Narodowcy chcą przepraszać za parady równości. Organizują w Warszawie marsz różańcowy

Łukasz Grzegorczyk
5 października ulicami Warszawy ma przejść marsz różańcowy. Organizatorami są narodowcy związani z corocznym marszem 11 listopada. Inicjatywa ma być "przeproszeniem Boga za profanacje podczas marszów LGBT".
Narodowcy organizują w Warszawie marsz różańcowy, by przeprosić Boga za parady równości. Fot. Sławomir Kamiński / Agencja Gazeta
O Narodowym Marszu Różańcowym, który za kilka dni ma przejść ulicami Warszawy, informuje "Rzeczpospolita". Organizatorami są narodowcy, a konkretniej – Stowarzyszenie Roty Marszu Niepodległości.

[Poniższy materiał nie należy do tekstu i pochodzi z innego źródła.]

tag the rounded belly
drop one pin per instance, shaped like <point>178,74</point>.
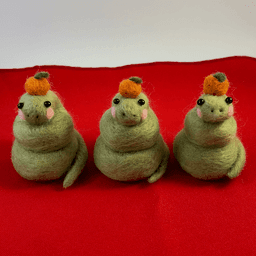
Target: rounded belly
<point>127,166</point>
<point>33,165</point>
<point>206,163</point>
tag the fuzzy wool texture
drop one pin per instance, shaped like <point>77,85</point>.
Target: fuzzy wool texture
<point>46,144</point>
<point>130,146</point>
<point>207,147</point>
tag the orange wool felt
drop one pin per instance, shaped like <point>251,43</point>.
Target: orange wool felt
<point>214,87</point>
<point>129,89</point>
<point>35,86</point>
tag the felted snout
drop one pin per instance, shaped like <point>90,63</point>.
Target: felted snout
<point>214,108</point>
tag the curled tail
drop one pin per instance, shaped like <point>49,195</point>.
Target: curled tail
<point>79,162</point>
<point>239,164</point>
<point>162,167</point>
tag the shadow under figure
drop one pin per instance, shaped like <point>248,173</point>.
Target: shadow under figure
<point>130,146</point>
<point>207,147</point>
<point>46,144</point>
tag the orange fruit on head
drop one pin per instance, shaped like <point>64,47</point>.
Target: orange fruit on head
<point>130,88</point>
<point>216,84</point>
<point>38,85</point>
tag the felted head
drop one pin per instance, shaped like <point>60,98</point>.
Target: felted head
<point>38,104</point>
<point>130,106</point>
<point>214,105</point>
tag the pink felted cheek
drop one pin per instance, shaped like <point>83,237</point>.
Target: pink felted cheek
<point>199,113</point>
<point>21,115</point>
<point>230,111</point>
<point>113,112</point>
<point>50,113</point>
<point>144,114</point>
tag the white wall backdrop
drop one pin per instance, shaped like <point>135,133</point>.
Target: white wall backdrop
<point>109,33</point>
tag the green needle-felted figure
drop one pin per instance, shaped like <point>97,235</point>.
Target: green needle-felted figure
<point>46,144</point>
<point>130,146</point>
<point>207,147</point>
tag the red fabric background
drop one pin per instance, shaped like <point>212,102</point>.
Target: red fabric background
<point>177,215</point>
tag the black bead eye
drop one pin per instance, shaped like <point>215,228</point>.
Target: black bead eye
<point>20,105</point>
<point>47,104</point>
<point>116,101</point>
<point>229,100</point>
<point>141,102</point>
<point>200,102</point>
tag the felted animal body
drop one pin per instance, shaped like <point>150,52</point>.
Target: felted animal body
<point>207,147</point>
<point>130,146</point>
<point>46,144</point>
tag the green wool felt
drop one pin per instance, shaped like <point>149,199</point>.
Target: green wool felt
<point>41,75</point>
<point>207,147</point>
<point>220,76</point>
<point>129,147</point>
<point>46,149</point>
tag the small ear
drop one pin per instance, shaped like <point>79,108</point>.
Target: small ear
<point>50,113</point>
<point>144,114</point>
<point>21,115</point>
<point>230,110</point>
<point>199,113</point>
<point>113,111</point>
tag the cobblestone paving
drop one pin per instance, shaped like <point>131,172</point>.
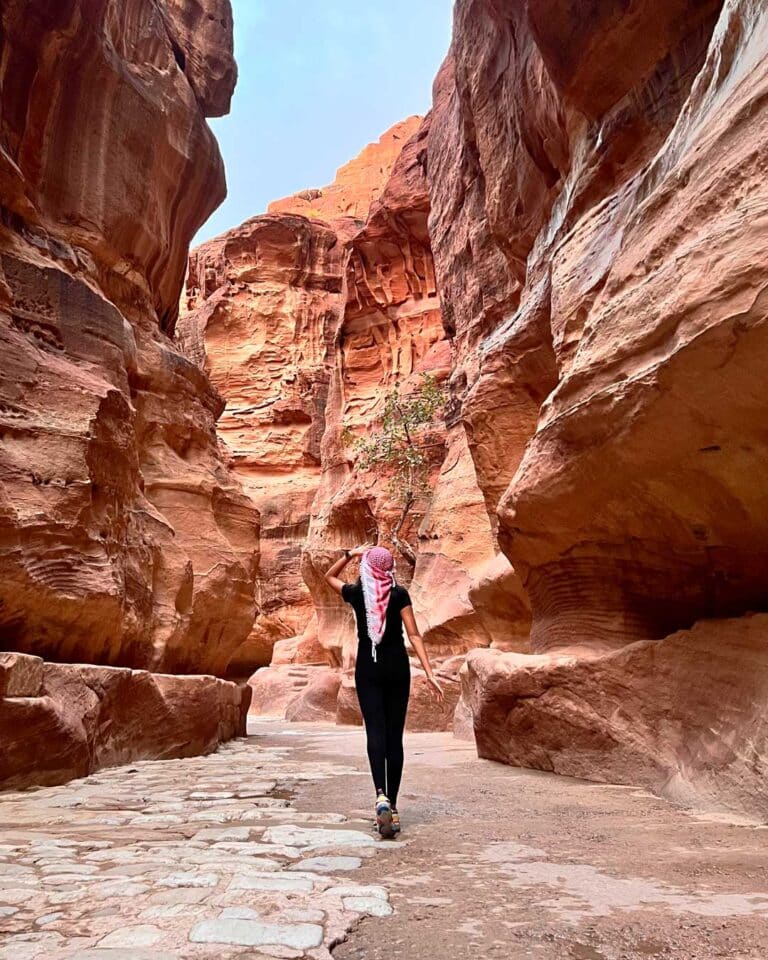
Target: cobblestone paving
<point>204,857</point>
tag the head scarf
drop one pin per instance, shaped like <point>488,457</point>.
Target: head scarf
<point>377,575</point>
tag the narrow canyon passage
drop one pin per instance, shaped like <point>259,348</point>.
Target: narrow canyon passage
<point>265,849</point>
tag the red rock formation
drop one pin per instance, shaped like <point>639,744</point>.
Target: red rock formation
<point>265,299</point>
<point>357,184</point>
<point>123,538</point>
<point>304,325</point>
<point>61,721</point>
<point>261,312</point>
<point>597,192</point>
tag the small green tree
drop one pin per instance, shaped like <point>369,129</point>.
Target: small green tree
<point>401,447</point>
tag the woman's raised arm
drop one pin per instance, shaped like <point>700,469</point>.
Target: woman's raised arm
<point>330,574</point>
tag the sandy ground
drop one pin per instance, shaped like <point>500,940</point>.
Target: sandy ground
<point>499,862</point>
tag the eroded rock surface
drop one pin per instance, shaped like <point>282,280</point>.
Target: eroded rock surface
<point>124,539</point>
<point>597,207</point>
<point>304,324</point>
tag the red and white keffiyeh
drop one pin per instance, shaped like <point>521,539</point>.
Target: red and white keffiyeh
<point>377,577</point>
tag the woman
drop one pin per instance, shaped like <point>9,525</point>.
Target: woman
<point>382,671</point>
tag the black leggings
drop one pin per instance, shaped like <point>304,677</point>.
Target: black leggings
<point>384,703</point>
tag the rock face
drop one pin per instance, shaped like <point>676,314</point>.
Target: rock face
<point>124,539</point>
<point>597,208</point>
<point>304,324</point>
<point>61,721</point>
<point>358,184</point>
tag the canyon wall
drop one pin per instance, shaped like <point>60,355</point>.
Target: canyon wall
<point>598,212</point>
<point>125,541</point>
<point>305,318</point>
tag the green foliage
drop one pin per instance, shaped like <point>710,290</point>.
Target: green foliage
<point>400,446</point>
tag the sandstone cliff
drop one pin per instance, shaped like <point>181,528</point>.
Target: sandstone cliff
<point>305,318</point>
<point>598,205</point>
<point>124,539</point>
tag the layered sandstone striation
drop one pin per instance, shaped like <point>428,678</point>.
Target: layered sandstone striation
<point>305,318</point>
<point>124,539</point>
<point>357,185</point>
<point>597,209</point>
<point>59,721</point>
<point>260,314</point>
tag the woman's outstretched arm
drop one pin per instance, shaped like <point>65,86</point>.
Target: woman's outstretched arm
<point>421,651</point>
<point>330,574</point>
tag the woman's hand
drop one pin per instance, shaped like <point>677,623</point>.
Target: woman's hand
<point>437,690</point>
<point>359,551</point>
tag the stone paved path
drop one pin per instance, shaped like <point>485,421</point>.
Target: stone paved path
<point>265,849</point>
<point>204,857</point>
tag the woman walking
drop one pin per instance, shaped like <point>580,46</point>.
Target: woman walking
<point>382,671</point>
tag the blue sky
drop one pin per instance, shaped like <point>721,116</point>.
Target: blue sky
<point>319,79</point>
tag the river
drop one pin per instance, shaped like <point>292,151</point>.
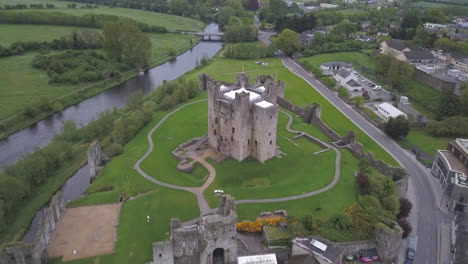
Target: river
<point>40,134</point>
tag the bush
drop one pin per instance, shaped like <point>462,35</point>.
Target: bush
<point>406,226</point>
<point>113,150</point>
<point>405,208</point>
<point>343,92</point>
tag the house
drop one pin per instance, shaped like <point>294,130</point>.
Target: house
<point>414,54</point>
<point>347,79</point>
<point>450,167</point>
<point>315,250</point>
<point>328,67</point>
<point>389,111</point>
<point>458,36</point>
<point>325,5</point>
<point>257,259</point>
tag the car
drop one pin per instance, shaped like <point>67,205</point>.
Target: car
<point>410,254</point>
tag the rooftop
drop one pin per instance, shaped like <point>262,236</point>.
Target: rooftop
<point>391,110</point>
<point>264,104</point>
<point>253,96</point>
<point>258,259</point>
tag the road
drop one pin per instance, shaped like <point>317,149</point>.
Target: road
<point>425,205</point>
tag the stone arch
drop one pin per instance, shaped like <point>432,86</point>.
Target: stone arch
<point>218,256</point>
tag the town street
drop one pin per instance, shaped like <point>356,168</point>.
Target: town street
<point>425,204</point>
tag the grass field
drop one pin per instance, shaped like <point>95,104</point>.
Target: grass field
<point>11,33</point>
<point>427,143</point>
<point>436,5</point>
<point>23,86</point>
<point>157,19</point>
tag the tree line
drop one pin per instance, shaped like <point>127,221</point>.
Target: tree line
<point>88,20</point>
<point>20,182</point>
<point>79,39</point>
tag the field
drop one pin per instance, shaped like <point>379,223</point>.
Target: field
<point>11,33</point>
<point>436,5</point>
<point>30,84</point>
<point>157,19</point>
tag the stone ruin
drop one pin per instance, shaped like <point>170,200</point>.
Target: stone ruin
<point>213,239</point>
<point>242,119</point>
<point>96,159</point>
<point>36,252</point>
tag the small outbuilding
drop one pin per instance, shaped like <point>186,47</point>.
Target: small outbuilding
<point>388,110</point>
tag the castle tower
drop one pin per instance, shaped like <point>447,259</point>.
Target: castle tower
<point>242,119</point>
<point>213,238</point>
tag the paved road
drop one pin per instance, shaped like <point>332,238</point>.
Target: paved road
<point>429,214</point>
<point>197,191</point>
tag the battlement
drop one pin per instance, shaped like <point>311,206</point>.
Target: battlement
<point>242,119</point>
<point>214,236</point>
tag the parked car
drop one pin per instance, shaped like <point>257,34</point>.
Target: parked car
<point>410,254</point>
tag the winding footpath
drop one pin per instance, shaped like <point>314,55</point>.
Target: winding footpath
<point>198,191</point>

– Chcielibyśmy przeprosić Matkę Bożą za grzechy podczas tegorocznych parad – mówi w rozmowie z dziennikiem Robert Bąkiewicz, prezes Rot Marszu Niepodległości, a do niedawna lider Obozu Narodowo-Radykalnego. Wspomniane parady to marsze równości. Przeprosin mają dokonać przedstawiciele 22 miast, w których w tym roku odbywały się zgromadzenia pod tęczowymi flagami.


Jak ustaliła "Rzeczpospolita", organizatorzy starali się uzyskać patronat Konferencji Episkopatu Polski. Wniosek rozpatrywała Komisja Duszpasterstwa KEP, na której czele stoi metropolita katowicki abp Wiktor Skworc. Okazało się jednak, że planowany marsz nie spełnia kryteriów i Episkopat zdystansował się od inicjatywy.

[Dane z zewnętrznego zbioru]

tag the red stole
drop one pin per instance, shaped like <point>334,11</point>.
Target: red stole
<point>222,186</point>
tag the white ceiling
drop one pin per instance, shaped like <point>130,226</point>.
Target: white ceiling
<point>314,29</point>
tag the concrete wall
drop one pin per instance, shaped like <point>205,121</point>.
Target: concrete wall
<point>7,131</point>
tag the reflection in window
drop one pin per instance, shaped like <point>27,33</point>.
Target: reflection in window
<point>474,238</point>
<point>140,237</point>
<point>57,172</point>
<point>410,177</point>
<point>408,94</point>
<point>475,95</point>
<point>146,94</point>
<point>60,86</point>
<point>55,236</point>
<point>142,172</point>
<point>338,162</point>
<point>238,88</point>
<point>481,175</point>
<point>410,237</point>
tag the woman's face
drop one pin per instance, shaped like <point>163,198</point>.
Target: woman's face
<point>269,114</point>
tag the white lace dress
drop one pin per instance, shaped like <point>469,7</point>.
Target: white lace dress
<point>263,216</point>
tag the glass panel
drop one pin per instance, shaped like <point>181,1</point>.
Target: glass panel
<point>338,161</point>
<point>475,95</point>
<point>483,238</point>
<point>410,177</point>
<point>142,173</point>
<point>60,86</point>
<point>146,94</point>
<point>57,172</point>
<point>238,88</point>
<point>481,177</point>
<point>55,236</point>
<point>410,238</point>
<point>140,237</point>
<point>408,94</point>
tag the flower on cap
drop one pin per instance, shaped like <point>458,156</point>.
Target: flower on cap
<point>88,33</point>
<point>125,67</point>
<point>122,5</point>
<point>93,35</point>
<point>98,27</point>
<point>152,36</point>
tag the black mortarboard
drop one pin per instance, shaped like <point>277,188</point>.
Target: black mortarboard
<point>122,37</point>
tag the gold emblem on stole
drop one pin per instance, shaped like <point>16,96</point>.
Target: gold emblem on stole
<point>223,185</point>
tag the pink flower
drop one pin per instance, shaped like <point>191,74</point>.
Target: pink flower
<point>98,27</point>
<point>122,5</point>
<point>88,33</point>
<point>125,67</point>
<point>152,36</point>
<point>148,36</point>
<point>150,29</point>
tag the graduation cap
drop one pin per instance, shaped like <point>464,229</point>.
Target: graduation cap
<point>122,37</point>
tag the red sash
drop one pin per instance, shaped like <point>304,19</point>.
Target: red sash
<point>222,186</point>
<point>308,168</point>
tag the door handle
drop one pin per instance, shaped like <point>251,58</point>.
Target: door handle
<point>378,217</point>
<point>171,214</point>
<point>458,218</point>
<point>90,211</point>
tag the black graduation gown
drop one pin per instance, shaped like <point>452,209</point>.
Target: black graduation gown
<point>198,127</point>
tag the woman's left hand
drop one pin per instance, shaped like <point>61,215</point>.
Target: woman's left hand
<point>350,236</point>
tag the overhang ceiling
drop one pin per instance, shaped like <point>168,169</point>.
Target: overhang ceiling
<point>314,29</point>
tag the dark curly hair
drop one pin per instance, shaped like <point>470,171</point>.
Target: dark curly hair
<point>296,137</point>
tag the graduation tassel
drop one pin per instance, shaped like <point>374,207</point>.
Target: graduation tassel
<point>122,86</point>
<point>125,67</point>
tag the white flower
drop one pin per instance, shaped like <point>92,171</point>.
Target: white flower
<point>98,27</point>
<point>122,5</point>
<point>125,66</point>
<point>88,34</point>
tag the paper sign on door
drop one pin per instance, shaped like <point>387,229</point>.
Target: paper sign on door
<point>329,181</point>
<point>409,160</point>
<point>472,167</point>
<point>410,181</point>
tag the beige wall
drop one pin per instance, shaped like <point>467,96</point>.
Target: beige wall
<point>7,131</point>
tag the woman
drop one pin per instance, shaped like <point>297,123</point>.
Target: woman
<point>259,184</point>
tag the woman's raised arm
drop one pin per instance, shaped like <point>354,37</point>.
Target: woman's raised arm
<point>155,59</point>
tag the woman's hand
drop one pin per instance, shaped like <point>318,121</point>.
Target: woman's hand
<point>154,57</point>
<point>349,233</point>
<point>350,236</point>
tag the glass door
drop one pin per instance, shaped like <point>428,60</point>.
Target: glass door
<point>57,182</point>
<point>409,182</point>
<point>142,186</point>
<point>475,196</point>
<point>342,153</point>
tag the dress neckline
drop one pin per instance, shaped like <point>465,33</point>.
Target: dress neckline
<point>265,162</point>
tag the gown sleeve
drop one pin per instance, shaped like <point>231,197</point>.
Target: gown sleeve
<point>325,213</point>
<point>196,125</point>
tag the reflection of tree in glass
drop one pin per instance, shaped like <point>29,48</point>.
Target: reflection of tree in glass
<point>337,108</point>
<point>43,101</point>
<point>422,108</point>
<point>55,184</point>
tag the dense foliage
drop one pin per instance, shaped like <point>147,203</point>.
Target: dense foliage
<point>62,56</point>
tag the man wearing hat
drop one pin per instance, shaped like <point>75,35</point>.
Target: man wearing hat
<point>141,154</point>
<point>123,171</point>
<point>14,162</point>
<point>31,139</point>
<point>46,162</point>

– Wniosków o patronaty jest bardzo wiele i nie ma zwyczaju, by jakakolwiek instytucja kościelna akceptowała wszystkie – wyjaśnił ks. Przemysław Śliwiński, rzecznik warszawskiej kurii.

Episkopat odciął się od pomysłu narodowców, chociaż biskupi w kazaniach często krytykują ideologię LGBT i marsze równości. Ostatnio metropolita krakowski abp Marek Jędraszewski porównał środowisko osób homoseksualnych do totalitaryzmu i nazwał je zagrożeniem dla dzieci oraz dramatem rodziców.

źródło: "Rzeczpospolita"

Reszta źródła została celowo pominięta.